El Diablo y las sombras

  •   Por Juan Martin
           

Dios preguntó al Diablo, / Mientras jugaban a las adivinanzas: / ¿Qué es lo que ninguna mujer, aunque /Quiera, puede regalarte? / ¿Y qué es lo que ninguna mujer aunque / No quiera, ya te lo ha dado? / Y el diablo, luego de mucho pensar, / Respondió: / Dejame leer este relato, y al final te lo / Contesto

CAPITULO I

La noche era de un tiempo bravo.

Solo algún loco andaría por esos campos al viento helado y la llovizna de invierno. Las finas gotas que caían del cielo empapaban los chañarales, la arena del desierto se hacía pesada y dejaba memoria de las pisadas de los hombres.

Todo el día había lloviznado ese cuatro de julio de 1954.

En los ranchos, los obreros no habían salido a trabajar, y se refugiaban en el fogón de la cocina a comer tortas fritas.

En el caserío que existía alrededor del canal de desagüe de la calle Rodríguez, rancherío al que llamaban «Barrio de Las Ranas», porque cada vez que llovía sus habitantes aprovechaban para pulsar la guitarra y cantar tonadas y cuecas; los vecinos se reunían alrededor del fuego de raíces de chañar y alpataco, y contaban cuentos de aparecidos y brujas.

El día de descanso forzado y encierro había pasado, y ahora era de noche. Mañana seguramente nevaría, así lo presagiaban el aguanieve que comenzaba a cubrir el desierto cercano a la Colonia Francesa, y el color rosado oscuro de las nubes.

De eso no había dudas, mañana nevaría sobre el pueblo.

Pero esta noche era el frío, el frío intenso y húmedo que hacía que las perdices y martinetas permanecieran sobre el suelo y sin volar en los potreros, que los aleros y enramadas de caña de las casas gotearan sin cesar.

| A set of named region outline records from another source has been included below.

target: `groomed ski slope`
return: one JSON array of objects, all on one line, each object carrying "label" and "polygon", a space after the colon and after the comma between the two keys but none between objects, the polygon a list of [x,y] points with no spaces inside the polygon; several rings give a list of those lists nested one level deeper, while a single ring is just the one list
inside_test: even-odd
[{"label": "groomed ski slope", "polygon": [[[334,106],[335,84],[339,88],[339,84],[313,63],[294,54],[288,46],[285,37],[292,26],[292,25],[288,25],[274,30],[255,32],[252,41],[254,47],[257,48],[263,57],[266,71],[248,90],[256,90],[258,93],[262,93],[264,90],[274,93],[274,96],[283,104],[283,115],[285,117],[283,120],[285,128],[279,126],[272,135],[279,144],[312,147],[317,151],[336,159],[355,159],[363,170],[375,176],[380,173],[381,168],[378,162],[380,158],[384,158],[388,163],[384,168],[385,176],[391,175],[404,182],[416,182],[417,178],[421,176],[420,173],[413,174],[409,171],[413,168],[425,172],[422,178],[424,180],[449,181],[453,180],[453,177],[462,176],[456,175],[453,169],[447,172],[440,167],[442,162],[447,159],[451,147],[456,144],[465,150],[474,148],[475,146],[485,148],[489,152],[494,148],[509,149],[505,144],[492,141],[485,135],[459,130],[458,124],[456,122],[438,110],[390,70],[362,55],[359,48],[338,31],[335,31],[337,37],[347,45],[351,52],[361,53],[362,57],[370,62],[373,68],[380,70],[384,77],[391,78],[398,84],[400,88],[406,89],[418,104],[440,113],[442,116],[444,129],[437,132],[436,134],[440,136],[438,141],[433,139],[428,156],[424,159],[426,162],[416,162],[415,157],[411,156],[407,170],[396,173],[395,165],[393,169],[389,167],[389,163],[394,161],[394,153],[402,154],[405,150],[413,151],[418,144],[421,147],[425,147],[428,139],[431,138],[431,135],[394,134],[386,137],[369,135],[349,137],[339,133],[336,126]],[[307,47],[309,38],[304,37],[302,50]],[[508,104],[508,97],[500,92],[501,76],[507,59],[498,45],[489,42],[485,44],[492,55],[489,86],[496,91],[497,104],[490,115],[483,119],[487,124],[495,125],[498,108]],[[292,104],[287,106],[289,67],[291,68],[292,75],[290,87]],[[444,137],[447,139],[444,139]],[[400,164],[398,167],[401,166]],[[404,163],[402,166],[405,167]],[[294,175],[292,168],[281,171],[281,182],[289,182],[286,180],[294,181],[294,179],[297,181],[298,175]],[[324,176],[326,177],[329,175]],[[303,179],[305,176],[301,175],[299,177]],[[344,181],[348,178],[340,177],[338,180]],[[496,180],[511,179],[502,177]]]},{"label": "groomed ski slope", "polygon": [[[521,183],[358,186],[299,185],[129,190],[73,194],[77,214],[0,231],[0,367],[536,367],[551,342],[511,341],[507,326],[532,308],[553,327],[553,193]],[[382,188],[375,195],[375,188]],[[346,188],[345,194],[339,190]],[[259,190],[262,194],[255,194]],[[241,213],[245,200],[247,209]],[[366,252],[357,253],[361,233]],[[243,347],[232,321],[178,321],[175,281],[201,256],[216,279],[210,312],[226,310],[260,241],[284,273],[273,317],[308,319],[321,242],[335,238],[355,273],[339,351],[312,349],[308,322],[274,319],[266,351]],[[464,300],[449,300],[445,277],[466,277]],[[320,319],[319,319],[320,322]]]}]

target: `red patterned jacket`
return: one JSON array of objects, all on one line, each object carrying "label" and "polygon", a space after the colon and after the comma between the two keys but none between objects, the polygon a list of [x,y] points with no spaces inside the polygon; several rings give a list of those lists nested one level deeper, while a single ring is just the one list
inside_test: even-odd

Era noche fría y cerrada, con un viento que daba escalofríos.
Por la calle Moyano, que va hacia el Este, y cuando ésta termina y baja hacia el río; vadeando el cauce, seco en invierno, hay una huella que lleva al norte. Ya no hay fincas allí, solo desierto, arena, viento, chañares, arbustos de pájaro-bobo y algarroba. Paralela a dicha huella está la vía del ferrocarril, y hacia el Este se levanta un médano gigante de arena.

El «Samiauta».

El pardo guardián que domina las últimas fincas que existen antes del río. En la cima del mismo han quedado las bases de lo que fue, a principios del siglo, una torre. Las noches de luna pasean por allí una carroza mortuoria de cuatro caballos negros, el fraile franciscano que anuncia la muerte o la locura a quien lo ve; y «el gritón», a quien nadie ha visto pero a veces se ha escuchado su llamado estridente al que no hay que contestar. Los que han ido a pie hasta la Difunta Correa siguiendo la huella y las vías del tren hacia el Norte, dicen que cuando pasan cerca del «Samiauta», y si es noche cerrada, suele acompañarles un trecho un gaucho con patas de cabra…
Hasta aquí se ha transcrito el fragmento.